Cheating

I’ve been with my SO for 9 years we were high school sweethearts. We got engaged June 2018 and in May 2019 we moved into our first place together. Between the months of February and April 2019 (while we were living with my parents) he was acting very suspicious like not letting me use his phone changing passwords on social media which was weird cause that was never an issue. We got into fights about it he told me I was acting crazy this almost caused us to break up. We kinda fixed things but I was still suspicious about what was going on. At the end of May after a night out I came home and checked his phone I saw that he was talking to a girl on Snapchat. (Which I met at his graduation from the police academy she was a sister of one of his classmates) I was heart broken I couldn’t believe it. I confronted him a couple days later he admitted to everything saying he was talking to her for a couple weeks but that’s all and that he was sorry.

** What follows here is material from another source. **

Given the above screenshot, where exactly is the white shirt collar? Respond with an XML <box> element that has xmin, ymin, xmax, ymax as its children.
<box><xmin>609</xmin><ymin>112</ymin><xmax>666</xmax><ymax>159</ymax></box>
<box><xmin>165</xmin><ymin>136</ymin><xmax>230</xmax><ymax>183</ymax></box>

I didn’t talk to him for weeks I should have just trusted my gut when I felt something was wrong. Now I feel like he trapped me instead of telling me everything before we moved I found out when I now have no where to go I can’t afford a place on my own. So I am living here trying to fight this battle of insecurity trust issues and betrayal it’s been 5 months since this happened and I still can’t seem to let it go. I have no idea what to do. When the person I was supposed to spend my life with breaks me into so many pieces I can’t seem to go back to what it was.